Your last question is to the extent that great grey area exists, what clarity would you like to see? And I think from a municipal standpoint, we should study effective precedents of the past that have served the majority of us well in the past and then know that we are empowered by effective local MOUs and similar agreements that have already been used in quickly and effectively addressing these problems. Be sure to establish relationships, encourage respectful dialogue between all parties and share the hard science before striking out in filing lawsuits against each other. The answer is civility.”
A developer from Windsor Colorado spoke of his positive experience working with oil and gas developers while planning development:
“There are 8 wells currently on our property in the middle of a golf course we have had drilling, fracking and been producing from those wells for 6 years and have not had one neighborhood complaint.”
“It is about taking the time, doing it right and making the industry blend. Make the land development blend with the energy. But I implore you not to just look at a blanket setback.”
A Loveland resident criticized the misinformation that was prevalent in the local “ban fracking” campaign waged earlier this year in his hometown:
“I found that there was a lot of rhetoric, a lot of false and misleading information going around. The movie Gasland was sensational but it had what I considered to be a lot of false and misleading claims. As a result of my research I joined the Loveland Energy Action Project, the sole purpose of which was to provide factual information to Loveland residents on this issue…
The oil and gas companies are good partners. Their employees live in the community, they spend their money in the local community and they raise their families in the community. Colorado regulations are among the most stringent in the nation and while every activity carries a risk the regulations are effective in creating an incentive for oil and gas companies to take appropriate action to avoid an unfavorable event. And as a career military member I support the development of oil and gas resources.”
Michelle Smith, an organic farmer and president of the Colorado chapter of the National Association of Royalty Owners discussed the importance of mineral rights to local farms:
“Over the last 5 years we have lost over a 1,000 small farms in Colorado. Small farms have been squeezed out because of rising cost of feed and up to 75% increase in costs. My hay cost tripled.”
Leasing our mineral rights has gone a long way towards overcoming the costs of our hay. This isn’t specific to my family but many other Front Range families also rely on this revenue.
The answer to balancing the concerns around Colorado’s oil and gas development are not bans, moratoriums or stricter regulations, I believe the answer to balancing our concerns is the MOU and the current regulations in place. The MOU does give a voice to the county in the specific regulations needed for their county as long as those regulations do not conflict with COGCC regulations.”
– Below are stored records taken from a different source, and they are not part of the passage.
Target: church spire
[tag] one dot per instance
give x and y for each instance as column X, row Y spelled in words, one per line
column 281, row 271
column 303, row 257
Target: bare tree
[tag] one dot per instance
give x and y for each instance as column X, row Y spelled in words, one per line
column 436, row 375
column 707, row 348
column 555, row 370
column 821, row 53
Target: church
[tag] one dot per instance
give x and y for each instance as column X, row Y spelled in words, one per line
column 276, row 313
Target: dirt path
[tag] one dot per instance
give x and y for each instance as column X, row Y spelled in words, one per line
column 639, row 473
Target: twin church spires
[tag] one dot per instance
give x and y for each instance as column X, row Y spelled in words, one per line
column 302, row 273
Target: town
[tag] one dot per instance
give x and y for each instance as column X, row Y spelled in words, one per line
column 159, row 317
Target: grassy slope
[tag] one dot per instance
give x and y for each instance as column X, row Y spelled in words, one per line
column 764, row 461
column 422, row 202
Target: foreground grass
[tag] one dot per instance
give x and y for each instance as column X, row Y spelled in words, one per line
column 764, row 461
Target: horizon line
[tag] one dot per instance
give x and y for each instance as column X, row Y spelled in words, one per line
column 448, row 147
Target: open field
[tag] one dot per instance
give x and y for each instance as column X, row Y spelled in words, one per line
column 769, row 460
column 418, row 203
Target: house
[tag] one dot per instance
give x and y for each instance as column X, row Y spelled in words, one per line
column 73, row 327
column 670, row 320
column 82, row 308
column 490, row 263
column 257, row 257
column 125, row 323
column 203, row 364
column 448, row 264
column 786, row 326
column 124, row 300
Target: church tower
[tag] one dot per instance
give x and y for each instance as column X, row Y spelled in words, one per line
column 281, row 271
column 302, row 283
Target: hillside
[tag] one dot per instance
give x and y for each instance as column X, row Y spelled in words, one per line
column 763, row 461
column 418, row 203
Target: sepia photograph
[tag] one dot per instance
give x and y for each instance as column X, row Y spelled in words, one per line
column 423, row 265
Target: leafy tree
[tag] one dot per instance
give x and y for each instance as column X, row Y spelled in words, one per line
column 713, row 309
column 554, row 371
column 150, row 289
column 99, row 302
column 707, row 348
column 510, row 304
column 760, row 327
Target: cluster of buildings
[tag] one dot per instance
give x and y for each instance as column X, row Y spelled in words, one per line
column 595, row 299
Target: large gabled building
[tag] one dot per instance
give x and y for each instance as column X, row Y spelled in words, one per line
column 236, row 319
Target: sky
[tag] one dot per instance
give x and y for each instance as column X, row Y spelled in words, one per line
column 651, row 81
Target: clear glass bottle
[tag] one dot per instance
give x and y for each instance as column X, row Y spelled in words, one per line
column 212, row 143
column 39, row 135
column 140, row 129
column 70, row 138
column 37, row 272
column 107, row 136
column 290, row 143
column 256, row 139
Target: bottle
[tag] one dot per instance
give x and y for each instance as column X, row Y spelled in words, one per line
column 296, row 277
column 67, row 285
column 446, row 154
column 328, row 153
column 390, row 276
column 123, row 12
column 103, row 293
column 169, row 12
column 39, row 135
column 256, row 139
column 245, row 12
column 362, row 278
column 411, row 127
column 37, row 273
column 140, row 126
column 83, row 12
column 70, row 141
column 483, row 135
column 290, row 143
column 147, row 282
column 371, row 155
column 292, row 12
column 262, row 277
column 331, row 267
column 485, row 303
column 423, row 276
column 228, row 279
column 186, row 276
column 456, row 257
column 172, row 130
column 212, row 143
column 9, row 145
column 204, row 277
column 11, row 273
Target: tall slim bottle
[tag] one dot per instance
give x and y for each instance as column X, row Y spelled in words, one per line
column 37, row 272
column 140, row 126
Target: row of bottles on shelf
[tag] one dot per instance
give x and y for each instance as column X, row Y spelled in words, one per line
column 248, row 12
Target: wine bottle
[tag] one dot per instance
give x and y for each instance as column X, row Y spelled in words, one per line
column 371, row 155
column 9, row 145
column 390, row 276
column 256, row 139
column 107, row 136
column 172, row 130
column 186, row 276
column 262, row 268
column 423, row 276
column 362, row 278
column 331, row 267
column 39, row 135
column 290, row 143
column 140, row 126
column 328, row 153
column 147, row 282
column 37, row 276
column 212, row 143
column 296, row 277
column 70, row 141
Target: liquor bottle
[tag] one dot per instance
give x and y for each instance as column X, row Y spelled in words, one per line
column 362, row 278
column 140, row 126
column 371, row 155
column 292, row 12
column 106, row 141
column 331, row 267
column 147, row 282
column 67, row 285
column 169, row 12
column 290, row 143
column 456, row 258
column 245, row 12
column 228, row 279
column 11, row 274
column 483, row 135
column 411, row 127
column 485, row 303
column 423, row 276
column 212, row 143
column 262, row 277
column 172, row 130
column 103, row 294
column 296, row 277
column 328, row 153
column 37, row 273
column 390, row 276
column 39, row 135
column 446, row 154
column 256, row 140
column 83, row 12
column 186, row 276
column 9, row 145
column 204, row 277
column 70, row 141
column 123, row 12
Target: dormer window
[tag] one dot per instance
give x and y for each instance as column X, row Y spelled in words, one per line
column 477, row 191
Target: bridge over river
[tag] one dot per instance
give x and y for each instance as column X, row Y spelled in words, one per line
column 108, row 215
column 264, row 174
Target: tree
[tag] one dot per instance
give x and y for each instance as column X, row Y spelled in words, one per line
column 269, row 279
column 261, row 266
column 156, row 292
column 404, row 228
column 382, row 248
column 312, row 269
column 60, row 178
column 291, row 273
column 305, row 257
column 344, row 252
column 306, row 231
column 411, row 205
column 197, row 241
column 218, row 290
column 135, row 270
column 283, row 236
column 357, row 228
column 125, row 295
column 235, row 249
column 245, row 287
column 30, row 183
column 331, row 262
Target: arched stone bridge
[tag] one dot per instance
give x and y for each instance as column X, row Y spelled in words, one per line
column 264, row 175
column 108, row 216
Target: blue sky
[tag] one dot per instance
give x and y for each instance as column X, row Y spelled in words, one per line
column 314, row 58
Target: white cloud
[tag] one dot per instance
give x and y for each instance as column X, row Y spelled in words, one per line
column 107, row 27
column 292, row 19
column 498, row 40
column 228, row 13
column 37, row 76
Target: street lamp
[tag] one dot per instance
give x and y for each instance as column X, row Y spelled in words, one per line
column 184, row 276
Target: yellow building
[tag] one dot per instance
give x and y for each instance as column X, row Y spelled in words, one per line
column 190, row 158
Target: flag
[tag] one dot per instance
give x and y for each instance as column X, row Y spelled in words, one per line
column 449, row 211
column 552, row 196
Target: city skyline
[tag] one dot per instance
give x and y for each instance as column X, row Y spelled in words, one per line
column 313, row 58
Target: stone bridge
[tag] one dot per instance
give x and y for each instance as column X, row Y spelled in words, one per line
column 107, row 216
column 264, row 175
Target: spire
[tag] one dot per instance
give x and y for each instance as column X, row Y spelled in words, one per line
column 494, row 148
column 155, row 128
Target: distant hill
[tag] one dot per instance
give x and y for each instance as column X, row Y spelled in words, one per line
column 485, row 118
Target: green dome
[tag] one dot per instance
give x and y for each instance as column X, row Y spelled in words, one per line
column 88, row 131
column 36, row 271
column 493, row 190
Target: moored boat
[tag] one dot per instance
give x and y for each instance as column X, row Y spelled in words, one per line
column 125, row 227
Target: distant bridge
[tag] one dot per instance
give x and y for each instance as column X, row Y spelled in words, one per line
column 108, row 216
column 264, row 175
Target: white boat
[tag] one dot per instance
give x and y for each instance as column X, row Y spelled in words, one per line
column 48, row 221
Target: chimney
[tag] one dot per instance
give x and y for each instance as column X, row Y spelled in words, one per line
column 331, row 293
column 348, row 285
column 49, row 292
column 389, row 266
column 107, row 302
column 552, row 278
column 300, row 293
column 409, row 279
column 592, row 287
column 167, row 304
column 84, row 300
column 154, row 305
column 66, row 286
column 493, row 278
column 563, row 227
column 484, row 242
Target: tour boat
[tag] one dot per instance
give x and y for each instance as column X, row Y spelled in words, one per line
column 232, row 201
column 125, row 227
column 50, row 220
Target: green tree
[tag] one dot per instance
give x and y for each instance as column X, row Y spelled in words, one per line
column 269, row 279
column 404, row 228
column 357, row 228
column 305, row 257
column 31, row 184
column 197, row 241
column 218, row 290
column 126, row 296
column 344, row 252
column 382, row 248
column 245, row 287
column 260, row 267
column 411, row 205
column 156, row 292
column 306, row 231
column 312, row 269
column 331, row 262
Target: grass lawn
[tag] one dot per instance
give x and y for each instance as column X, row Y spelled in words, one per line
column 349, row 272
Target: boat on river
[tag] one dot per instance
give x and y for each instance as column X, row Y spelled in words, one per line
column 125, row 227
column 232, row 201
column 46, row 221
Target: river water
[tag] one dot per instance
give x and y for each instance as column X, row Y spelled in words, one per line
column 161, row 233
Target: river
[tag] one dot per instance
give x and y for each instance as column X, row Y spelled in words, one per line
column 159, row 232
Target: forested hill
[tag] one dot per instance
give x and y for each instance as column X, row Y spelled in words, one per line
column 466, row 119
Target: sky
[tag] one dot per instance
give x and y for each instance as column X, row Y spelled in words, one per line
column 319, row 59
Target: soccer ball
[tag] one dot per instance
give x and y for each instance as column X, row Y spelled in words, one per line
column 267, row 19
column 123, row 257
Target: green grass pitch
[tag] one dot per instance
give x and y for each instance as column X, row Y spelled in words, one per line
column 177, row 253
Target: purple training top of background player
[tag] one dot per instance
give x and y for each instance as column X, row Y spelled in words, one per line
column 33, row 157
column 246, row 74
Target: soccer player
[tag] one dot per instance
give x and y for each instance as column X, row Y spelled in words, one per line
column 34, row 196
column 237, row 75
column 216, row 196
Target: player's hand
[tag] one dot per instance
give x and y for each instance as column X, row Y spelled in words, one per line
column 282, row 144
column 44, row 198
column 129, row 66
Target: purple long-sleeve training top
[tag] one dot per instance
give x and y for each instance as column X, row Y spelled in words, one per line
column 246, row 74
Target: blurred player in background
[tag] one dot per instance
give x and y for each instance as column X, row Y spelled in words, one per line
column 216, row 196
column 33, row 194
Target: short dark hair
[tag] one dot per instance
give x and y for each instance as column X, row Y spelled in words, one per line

One University of Colorado student addressed the strength of Colorado’s regulations and how they are working for local communities across the state:
“Not only does Colorado have the strictest regulations for oil and gas operators but the state has a system that offers both consistency for the industry and caters to the uniqueness of Colorado counties and municipalities…
The majority of counties and cities and towns in our state find that the regulatory structure works. Just last year the state adopted new setbacks for operators working near homes and businesses and earlier this year the first-in-its-kind air regulations were passed. The regulations here are cutting edge. Operators are able to develop natural resources and communities by and large are content. Please look to Arapahoe County, Elbert County and here in Loveland for successful examples of how state regulation has interfaced with local practices.”